Rien ne semblait plus casse-gueule que ce biopic consacré à Howard Marks, contrebandier flamboyant qui dans les années 70 a profité des mouvements libertaires pour mener une vie d’intrépide en dirigeant un hallucinant trafic de haschisch en Angleterre et aux Etats-Unis – où il est encore aujourd’hui interdit de séjour – et en narguant les autorités pendant deux décennies. Accro à la drogue et à l’argent, il est le reflet d’une époque libre où tout semblait possible, y compris de rouler les gens dans la farine. C’était avant la noirceur des années 80 et le cynisme des années 90. Le récit extrêmement dense s’inspire d’un livre culte que Marks a lui-même écrit après une incarcération de sept ans et le retrace en utilisant les propres mots de l’intéressé à travers un scénario méthodique dépourvu de complaisance ou de jugement. Il avait suffisamment de charisme pour convaincre les plus réticents. Les profanes peuvent le comprendre dès les premières images utilisant des artifices théâtraux pour faire référence à un one-man show ayant fait salle comble en Europe. Ce qu’il y raconte dépasse tout ce que l’on peut espérer en termes de crédibilité. On en oublie presque qu’il s’agit d’une histoire vraie. Désormais repenti, Marks plaide de manière pacifique pour la légalisation du cannabis mais il n’a rien perdu de son influence sur les nouvelles générations. Il continue de prêcher son discours prosélyte avec un sens de l’altruisme et un refus de l’agression qui le rendent au mieux inoffensif et donne à penser qu’il est resté perché avec les hippies. L’énergie considérable qu’il a déployé pendant toutes ces années, il l’a tiré de son refus de se plier aux normes (donc à la loi) et de grandir (il privilégie son commerce au détriment de sa vie familiale). Certains trouveront discutable le parti-pris consistant à faire la part du mythe et de la réalité, mais les risques sont neutralisés par la force romanesque.

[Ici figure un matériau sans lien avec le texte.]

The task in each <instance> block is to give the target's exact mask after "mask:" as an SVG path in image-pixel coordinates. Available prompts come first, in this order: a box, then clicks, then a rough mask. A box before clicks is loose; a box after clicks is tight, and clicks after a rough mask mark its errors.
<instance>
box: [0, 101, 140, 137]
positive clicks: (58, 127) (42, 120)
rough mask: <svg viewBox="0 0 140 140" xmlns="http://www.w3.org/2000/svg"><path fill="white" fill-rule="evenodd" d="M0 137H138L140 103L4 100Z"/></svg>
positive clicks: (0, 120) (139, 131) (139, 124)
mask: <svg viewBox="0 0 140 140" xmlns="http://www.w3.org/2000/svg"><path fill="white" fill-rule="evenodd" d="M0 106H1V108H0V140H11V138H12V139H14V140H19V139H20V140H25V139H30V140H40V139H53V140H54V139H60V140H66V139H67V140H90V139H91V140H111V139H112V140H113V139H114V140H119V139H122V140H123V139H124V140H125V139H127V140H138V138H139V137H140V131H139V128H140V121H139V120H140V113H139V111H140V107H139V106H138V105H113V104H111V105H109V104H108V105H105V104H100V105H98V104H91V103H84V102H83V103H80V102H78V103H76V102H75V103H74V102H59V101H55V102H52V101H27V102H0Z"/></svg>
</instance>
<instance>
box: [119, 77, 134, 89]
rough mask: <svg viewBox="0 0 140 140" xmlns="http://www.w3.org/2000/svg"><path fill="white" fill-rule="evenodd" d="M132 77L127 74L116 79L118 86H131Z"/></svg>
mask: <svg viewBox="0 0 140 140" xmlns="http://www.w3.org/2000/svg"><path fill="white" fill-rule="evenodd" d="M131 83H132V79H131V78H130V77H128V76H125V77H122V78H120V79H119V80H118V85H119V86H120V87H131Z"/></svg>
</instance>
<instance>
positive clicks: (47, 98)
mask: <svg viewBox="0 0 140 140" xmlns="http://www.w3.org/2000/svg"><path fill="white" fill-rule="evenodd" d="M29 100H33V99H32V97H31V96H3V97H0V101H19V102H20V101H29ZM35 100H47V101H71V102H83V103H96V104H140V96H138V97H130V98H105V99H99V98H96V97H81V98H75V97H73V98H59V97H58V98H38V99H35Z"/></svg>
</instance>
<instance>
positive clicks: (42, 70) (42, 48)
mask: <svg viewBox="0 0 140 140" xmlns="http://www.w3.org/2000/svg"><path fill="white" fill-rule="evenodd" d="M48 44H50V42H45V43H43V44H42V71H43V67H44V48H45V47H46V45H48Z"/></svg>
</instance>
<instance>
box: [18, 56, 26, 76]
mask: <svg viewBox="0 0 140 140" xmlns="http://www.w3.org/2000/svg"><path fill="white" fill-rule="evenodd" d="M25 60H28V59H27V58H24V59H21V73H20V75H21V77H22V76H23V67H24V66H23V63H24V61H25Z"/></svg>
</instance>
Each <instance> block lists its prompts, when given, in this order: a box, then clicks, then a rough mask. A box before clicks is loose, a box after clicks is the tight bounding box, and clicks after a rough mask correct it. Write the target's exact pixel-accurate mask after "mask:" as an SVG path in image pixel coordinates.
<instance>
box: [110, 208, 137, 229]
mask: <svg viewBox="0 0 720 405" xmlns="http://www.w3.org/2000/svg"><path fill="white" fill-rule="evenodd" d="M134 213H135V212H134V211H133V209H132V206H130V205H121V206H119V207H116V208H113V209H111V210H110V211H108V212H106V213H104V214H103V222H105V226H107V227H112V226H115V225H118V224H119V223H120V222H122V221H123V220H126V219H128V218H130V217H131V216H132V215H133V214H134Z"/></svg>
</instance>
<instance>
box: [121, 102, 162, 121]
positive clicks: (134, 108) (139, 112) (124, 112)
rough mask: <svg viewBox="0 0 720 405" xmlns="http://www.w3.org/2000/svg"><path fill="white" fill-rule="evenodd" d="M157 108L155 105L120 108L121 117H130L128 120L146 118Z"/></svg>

Tourné dans des conditions acrobatiques de vitesse et d’économie, le résultat est fluide, souvent drôle quoiqu’entaché de longueurs. Dans ce qui semble être son meilleur rôle depuis longtemps, Rhys Ifans prend un pied communicatif. Mais la vérité, c’est qu’on aimerait retrouver le réalisateur Bernard Rose dans le cinéma fantastique comme il a su en produire dans les années 90 avec les somptueux Paperhouse et Candyman.